Bulk insert from json file using CURL. We are using data file insert, this is indicated by --data-binary flag and @ sign before the file name.

curl -H "Content-Type: application/x-ndjson" -XPOST "http://localhost:9200/products/_bulk?pretty"  --data-binary "@products.json"

Analyze API

There are 3 components in analyze API. This API prepares text in documents for searching (it indexing data for searching)

  • character filters: by default punctuation is removed(.?!/- etc)
  • tokenizer: the text is broken into words (tokens)
  • token filters: by default text is lowercased

Official documentation is here.

const url = "localhost:9200/_analyze";
// tokenize the text, passing specific options but replicating default
const data = {
  text: "This is my JOKE text, about some interess..ting stuff?!? :-)",
  char_filter: [],
  tokenizer: "standard",
  filter: ["lowercase"],
};

fetch(url, {
  method: "POST",
  headers: {
    "Content-Type": "application/json;charset=utf-8",
  },
  body: JSON.stringfy(data),
});

Inverted indices

Inverted index is for each text field, other data use BKD trees.

Search query types

Request URI

You can also use query string params in the url like this /products/_search?name:pasta.

Query DSL

The queries can be split into leaf and compound queries

  • leaf query: category = 'fruit'
  • compound query: category = 'fruit' OR category = 'vegetable'

There are multiple types of queries:

  • match_all: returns all records
{
  "query":{
	  "match_all":{}
	}
}
  • match
{
  "query":{
	  "match":{
      //match documents where
		  "description":"red wine"
		}
	}
}

Term level queries

This queries are used for exact matches of an property. There are usefull for date, values and strings that match completely searched value (like username)

//short notation
{
  "query":{
    "term":{
      //short notation
      "is_active": true
    }
  }
}
//long notation enables more prop
{
  "query":{
    "term":{
      //short notation
      "is_active": {
        "value":true
      }
    }
  }
}

Searching for multiple keywoards

{
	"query":{
		"terms":{
			"tags.keyword":[
				"Soup",
				"Chicken"
			]
		}
	}
}

Searching for multiple value (SQL IN keywoard)

{
  "query":{
    "id":{
      "values":[1,2,3,4]
    }
  }
}

Search for range

{
	"query":{
		"range":{
			"in_stock":{
				"gte":1,
				"lte":5
			}
		}
	}
}
// works with the dates
{
	"query":{
		"range":{
			"createdAt":{
				"gte":"2010/01/01",
				"lte":"2010/12/31",
        //optinally provide format
        "format":"yyyy/mm/dd"
			}
		}
	}
}

Date calculations and dynamic ranges. You can also round the date values for better mathing. More info here.
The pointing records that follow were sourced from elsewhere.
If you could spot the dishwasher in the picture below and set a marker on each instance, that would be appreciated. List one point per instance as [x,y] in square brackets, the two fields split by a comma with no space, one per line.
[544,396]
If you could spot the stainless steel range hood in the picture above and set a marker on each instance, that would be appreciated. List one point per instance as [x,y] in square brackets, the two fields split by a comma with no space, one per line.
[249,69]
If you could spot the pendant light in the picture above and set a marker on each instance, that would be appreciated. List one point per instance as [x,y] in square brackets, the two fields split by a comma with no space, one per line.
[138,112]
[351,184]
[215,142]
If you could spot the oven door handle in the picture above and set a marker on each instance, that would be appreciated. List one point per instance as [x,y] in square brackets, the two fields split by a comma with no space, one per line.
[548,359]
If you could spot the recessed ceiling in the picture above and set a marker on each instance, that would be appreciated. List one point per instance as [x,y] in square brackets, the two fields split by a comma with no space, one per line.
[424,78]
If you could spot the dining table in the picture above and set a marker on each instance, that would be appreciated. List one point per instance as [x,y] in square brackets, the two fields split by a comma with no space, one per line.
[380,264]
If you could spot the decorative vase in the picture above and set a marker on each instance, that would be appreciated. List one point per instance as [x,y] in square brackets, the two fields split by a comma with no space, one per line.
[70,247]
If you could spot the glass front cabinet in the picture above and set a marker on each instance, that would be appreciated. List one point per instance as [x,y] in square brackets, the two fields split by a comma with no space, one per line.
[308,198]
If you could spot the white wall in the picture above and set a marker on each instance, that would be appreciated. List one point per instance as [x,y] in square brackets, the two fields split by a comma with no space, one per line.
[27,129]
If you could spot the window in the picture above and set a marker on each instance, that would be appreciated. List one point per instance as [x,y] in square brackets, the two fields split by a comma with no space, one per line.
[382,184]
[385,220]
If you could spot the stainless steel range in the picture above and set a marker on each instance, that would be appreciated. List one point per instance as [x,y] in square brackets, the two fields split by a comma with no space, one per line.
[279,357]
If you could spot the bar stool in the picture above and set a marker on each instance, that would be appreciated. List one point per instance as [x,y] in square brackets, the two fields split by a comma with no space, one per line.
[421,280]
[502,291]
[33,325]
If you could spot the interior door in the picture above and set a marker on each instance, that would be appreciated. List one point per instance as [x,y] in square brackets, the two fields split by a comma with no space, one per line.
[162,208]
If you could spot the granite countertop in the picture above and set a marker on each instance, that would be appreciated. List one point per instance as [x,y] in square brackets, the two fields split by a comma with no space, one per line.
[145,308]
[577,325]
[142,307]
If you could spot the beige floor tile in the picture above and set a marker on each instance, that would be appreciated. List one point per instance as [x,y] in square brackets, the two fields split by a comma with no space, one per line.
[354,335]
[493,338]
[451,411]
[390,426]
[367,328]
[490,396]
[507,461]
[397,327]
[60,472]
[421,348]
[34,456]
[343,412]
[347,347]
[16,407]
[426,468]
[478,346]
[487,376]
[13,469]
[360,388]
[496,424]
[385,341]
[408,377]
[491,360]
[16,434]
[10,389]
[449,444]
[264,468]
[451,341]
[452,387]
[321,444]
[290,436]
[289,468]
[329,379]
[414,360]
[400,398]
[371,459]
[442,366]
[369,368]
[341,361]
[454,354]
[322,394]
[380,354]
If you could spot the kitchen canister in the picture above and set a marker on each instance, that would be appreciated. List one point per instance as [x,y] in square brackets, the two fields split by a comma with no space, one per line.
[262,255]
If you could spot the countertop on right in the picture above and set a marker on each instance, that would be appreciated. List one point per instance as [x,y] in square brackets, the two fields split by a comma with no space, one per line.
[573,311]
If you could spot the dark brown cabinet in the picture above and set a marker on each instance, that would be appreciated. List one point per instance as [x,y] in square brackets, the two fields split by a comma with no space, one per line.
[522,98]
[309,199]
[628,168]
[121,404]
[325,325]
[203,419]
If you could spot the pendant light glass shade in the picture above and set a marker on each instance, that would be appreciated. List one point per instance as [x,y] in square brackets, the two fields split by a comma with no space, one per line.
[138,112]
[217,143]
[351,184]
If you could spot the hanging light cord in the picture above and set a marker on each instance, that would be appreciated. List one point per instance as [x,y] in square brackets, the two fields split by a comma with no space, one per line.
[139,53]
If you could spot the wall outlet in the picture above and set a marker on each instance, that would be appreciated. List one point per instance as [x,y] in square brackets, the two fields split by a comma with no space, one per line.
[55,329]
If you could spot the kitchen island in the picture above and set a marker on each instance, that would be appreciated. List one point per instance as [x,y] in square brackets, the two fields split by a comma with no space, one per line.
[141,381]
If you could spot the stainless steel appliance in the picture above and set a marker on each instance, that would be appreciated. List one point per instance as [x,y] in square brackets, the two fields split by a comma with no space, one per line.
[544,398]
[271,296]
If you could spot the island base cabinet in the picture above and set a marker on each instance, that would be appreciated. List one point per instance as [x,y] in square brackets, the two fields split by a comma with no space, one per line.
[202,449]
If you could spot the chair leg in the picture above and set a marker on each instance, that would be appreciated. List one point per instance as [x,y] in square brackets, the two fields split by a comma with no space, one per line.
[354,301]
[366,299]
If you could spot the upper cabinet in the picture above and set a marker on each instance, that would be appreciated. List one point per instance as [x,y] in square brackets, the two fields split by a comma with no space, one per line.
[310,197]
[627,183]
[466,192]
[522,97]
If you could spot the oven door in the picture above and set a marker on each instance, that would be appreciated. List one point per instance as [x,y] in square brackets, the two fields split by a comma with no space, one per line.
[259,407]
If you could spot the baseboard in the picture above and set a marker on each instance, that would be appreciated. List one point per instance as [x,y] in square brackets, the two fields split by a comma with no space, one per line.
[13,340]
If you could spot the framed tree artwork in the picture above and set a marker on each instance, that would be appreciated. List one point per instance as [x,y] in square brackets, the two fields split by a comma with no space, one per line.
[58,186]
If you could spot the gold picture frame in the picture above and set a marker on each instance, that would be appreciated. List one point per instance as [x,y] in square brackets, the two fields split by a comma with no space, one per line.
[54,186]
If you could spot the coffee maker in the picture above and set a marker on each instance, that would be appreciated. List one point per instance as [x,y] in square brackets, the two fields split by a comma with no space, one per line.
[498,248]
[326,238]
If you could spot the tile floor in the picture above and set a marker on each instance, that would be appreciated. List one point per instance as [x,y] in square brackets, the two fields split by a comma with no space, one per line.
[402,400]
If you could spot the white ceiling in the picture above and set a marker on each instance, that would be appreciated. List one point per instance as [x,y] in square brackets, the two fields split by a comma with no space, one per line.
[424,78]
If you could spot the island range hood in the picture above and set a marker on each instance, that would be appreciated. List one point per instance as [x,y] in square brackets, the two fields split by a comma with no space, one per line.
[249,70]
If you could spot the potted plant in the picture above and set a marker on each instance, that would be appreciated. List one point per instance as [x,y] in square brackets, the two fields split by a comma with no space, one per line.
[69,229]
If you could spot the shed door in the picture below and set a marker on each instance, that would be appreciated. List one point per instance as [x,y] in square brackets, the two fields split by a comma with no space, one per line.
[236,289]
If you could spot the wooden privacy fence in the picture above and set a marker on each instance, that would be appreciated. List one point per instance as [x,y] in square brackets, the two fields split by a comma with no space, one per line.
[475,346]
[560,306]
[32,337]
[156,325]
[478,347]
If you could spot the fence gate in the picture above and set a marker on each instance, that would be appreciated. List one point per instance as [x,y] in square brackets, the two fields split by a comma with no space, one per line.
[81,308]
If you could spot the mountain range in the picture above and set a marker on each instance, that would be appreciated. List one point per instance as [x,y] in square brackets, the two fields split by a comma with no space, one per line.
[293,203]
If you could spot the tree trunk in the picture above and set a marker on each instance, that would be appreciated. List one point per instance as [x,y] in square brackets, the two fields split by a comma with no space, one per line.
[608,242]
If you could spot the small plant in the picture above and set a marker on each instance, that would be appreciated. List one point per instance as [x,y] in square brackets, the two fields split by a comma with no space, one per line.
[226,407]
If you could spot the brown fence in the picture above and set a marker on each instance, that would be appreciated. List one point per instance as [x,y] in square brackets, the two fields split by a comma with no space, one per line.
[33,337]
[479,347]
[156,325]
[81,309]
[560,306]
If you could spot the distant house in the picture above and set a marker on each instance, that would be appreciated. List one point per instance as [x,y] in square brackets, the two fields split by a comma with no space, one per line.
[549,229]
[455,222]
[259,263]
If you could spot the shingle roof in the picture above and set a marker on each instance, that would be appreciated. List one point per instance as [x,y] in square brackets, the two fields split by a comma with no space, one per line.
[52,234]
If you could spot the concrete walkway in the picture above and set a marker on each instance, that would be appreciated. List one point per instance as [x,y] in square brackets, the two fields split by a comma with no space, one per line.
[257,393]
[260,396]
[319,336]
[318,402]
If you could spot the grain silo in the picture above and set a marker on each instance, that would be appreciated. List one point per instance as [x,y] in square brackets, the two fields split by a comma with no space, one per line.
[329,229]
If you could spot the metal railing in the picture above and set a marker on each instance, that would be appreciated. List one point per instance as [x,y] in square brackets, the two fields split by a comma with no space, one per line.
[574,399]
Note that rounding differs if you use gt (greater than) or gte (greater or equals)

{
	"query":{
		"range":{
			"createdAt":{
        // subtract 1 year and 1 day from date
				"gte":"2010/01/01||-1y-1d"
			}
		}
	}
}

Maching non-null values. Below example queries all documents with tags fields.

{
	"query":{
		"exists":{
			"field":"tags"
		}
	}
}

Maching prefixes. The tags that starts with Vege.... It is case sensitive.

{
	"query":{
		"prefix":{
			"tags.keyword":"Vege"
		}
	}
}

Maching wildcard. This are slower. Placing wildcard at the starting position can produce very slow queries.

{
	"query":{
		"wildcard":{
      // match any number of chars
			"tags.keyword":"Veg*ble"
		}
	}
}

	"query":{
		"wildcard":{
      // match single wildcard char
			"tags.keyword":"Veg?ble"
		}
	}
}

Regular expressions. Not all regexp are avaliable. See official docs for more info

{
  "query": {
    "regexp": {
      // match name using numbers
      "name": "[0-9]+"
    }
  }
}

Full text search queries

This types looking for words in the query, one by one. Default condition is OR but we can change it to AND

{
	"query":{
		"match":{
			"title":{
        //find recepie with pasta AND spaghetti in the title
				"query":"pasta spaghetti",
				"operator":"and"
			}
		}
	}
}

Match phrases. In this case order of terms matters.

{
	"query":{
		"match_phrase":{
			"title":"spaghetti puttanesca"
		}
	}
}

Searching multiple fields

{
	"query":{
		"multi_match":{
			"query":"pasta",
			"fields":["title","description"]
		}
	}
}